Abi Huda menegaskan bahwa setiap manusia berasal dari Allah dan akan kembali kepada-Nya. Oleh karena itu, kehidupan di dunia harus dimanfaatkan untuk berbakti kepada orang tua yang menjadi “pintu surga, pintu keberkahan, dan pintu keberhasilan”.

Pesan ini ditujukan kepada para santri, anak-anak, serta masyarakat luas, khususnya mereka yang masih memiliki orang tua maupun yang telah ditinggalkan.

Disampaikan pada Minggu (19/4/2026) di Pesantren Yatama Az Zikra, kawasan Mampang Indah II, Depok.

Menurut Abi Huda, perjuangan orang tua, khususnya ibu sejak mengandung hingga melahirkan, serta ayah yang berjuang mencari nafkah tanpa lelah, sering kali tidak disadari oleh anak-anak. Pengorbanan itu bahkan terkadang diiringi dengan kesulitan hidup, seperti menahan lapar hingga berhutang demi masa depan anak.

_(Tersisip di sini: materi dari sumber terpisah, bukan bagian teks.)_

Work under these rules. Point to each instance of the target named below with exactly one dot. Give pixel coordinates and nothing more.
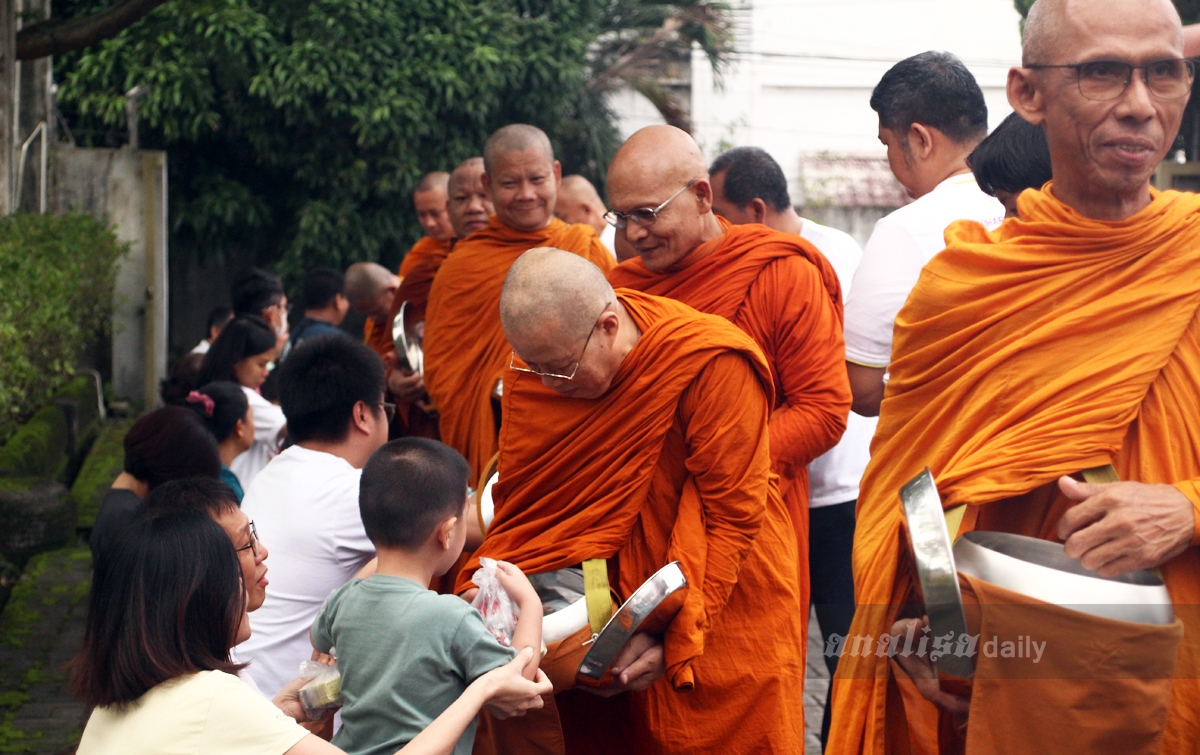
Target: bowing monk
(774, 286)
(430, 198)
(372, 291)
(469, 209)
(466, 353)
(621, 442)
(1066, 340)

Abi Huda mengingatkan, bagi yang masih memiliki orang tua, itu adalah kesempatan emas untuk berbakti dan menjadikannya ladang ibadah. Sementara bagi yang orang tuanya telah wafat, penyesalan tidak akan bisa mengembalikan waktu.

Ia juga menekankan bahwa ridha Allah bergantung pada ridha orang tua, dan murka Allah sejalan dengan murka keduanya. Karena itu, setiap anak diminta untuk terus berusaha membahagiakan orang tua hingga akhir hayat mereka.

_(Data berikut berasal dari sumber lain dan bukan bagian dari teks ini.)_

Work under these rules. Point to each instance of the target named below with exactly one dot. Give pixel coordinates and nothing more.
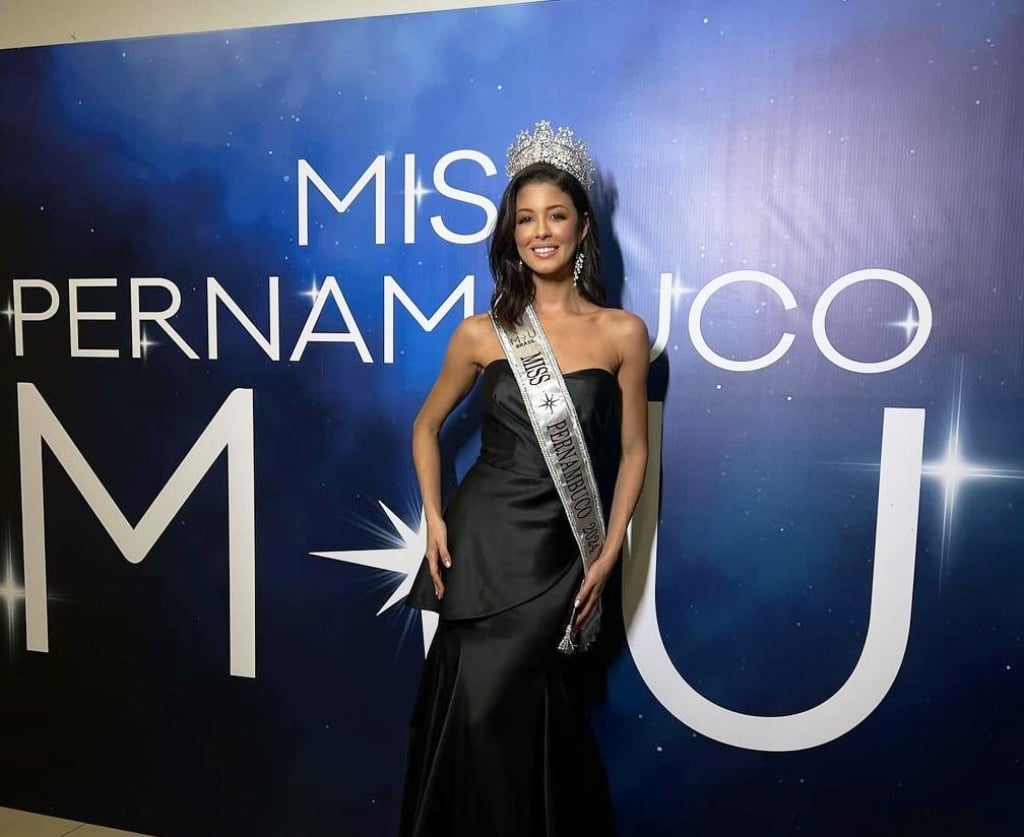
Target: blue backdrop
(805, 141)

“Apapun kondisi dan status kita, bahagiakan orang tua. Itulah jalan menuju keberkahan hidup,” pesannya.

Doa-doa yang Dianjurkan

Inna lillahi wa inna ilaihi raji’un
“Sesungguhnya kami milik Allah dan kepada-Nya kami kembali.”

اللَّهُمَّ اغْفِرْ لِي وَلِوَالِدَيَّ وَارْحَمْهُمَا كَمَا رَبَّيَانِي صَغِيرًا
Allahummaghfir li waliwalidayya warhamhuma kama rabbayani shaghira
“Ya Allah, ampunilah aku dan kedua orang tuaku, serta sayangilah mereka sebagaimana mereka menyayangiku di waktu kecil.”

اللَّهُمَّ ارْزُقْنِي رِضَا الْوَالِدَيْنِ وَاجْعَلْنِي مِنَ الْبَارِّينَ
Allahummarzuqni ridhal walidain waj‘alni minal barrin
“Ya Allah, anugerahkanlah kepadaku keridhaan kedua orang tua dan jadikan aku termasuk anak yang berbakti.”

Pesan ini menjadi pengingat kuat bahwa keberhasilan hidup tidak hanya diukur dari capaian duniawi, tetapi juga dari sejauh mana seorang anak mampu memuliakan dan membahagiakan kedua orang tuanya.